Disabled genders

If an alien were to visit certain parts of Earth and take a look at many of the bathroom doors here, they’d see a regular bathroom for the figure in a dress, a regular bathroom for the figure in pants, and a single stall for the figure in a wheelchair.  Based on this, they might well come to the conclusion that human society recognizes three genders: man, woman, and disabled.  And, as far as how nondisabled people think about disability, they might not be totally wrong.

Disability is seen and treated as simultaneously emasculating and defeminizing.  On the one hand, it’s often assumed that disabled people lack some of the most prized qualities associated with masculinity — namely, physical strength and a keen intellect.  Meanwhile, we’re not considered to have positive traditionally feminine traits such as beauty and social graces either.  If anything, we get assumed to have the worst traits attributed to each gender: dangerous, out of control violence and sexuality on the masculine side, and contemptible dependency on the feminine.

But disabled people are also, too often, “its.”  As in “it was probably kept in its parent’s basement as their secret shame.”  As in “kill it before it lays eggs.” As in, “these aren’t people, these are animals.”  (And I wish I were making these up.)  Those might be some of the worst examples, but they show where we stand all the same.
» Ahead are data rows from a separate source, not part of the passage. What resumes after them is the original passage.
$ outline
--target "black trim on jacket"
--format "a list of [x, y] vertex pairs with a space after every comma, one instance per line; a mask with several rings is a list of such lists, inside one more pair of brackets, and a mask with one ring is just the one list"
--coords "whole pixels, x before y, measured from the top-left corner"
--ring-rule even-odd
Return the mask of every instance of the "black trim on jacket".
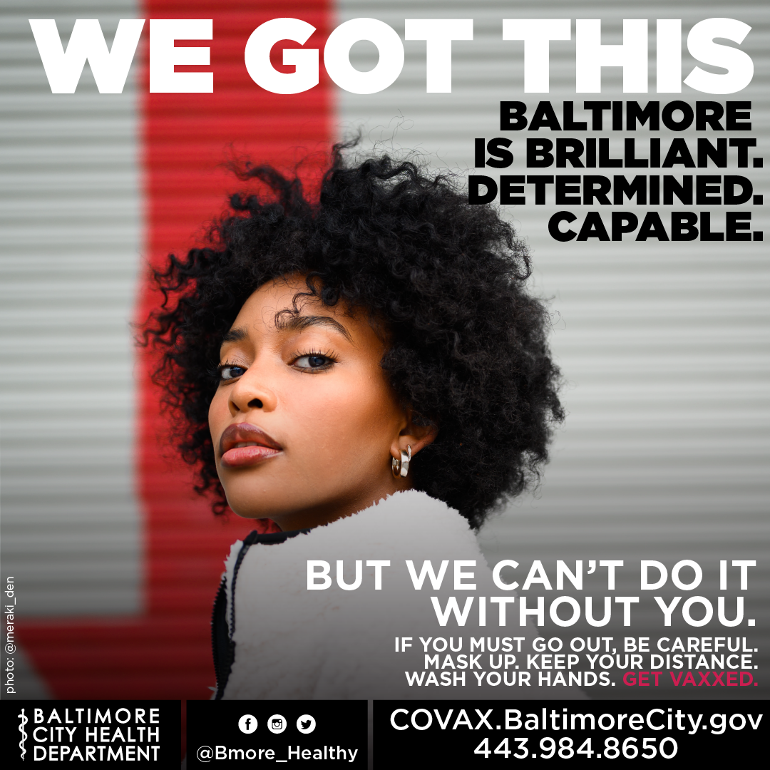
[[227, 618], [227, 578], [222, 577], [219, 589], [214, 599], [214, 609], [211, 616], [211, 647], [214, 656], [214, 674], [216, 676], [216, 695], [215, 701], [222, 699], [227, 687], [227, 681], [233, 670], [233, 664], [236, 659], [236, 643], [233, 636], [236, 632], [236, 581], [238, 580], [238, 571], [243, 562], [249, 549], [253, 545], [277, 545], [285, 543], [290, 537], [296, 537], [298, 534], [306, 534], [309, 529], [294, 530], [292, 532], [269, 532], [260, 534], [256, 530], [249, 532], [243, 538], [243, 544], [236, 558], [235, 567], [233, 568], [233, 606], [230, 608], [229, 622]]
So it’s both easier and… maybe not harder, but with an extra layer of fraught, to be a disabled person living outside the gender binary.  On the one hand, you’ve always been there anyways, so there’s no pressure to pretend to be anything else.  On the other hand, you’ve always been there anyways, so why does it matter?  Why do you need all these labels?  Why do you want to be weirder?  Why would you let your identity be defined by other people’s perceptions of you?

On a day to day basis, it might not matter, at least in the sense of having any grand, intentional purpose behind it.  It’s just us living our lives as close to our true selves as we can under the circumstances.

But in overall sense, as non-binary (and in particular visibly) disabled people, we’re in one of the best positions to create disabled variations on the theme of gender — more than just a nondescript stick figure sitting in a wheelchair next to the men and women.  We can be its if we want to be, but we can also be hes, shes, theys, eys, zies and more, and we can make it mean something other than “thing,” other than “monster,” other than “freak.”  Hopefully it’ll give nondisabled people something better to understand us by.  But more importantly, it’ll be there for other disabled people, cisgender or transgender of any sort, to find and draw from as fits them.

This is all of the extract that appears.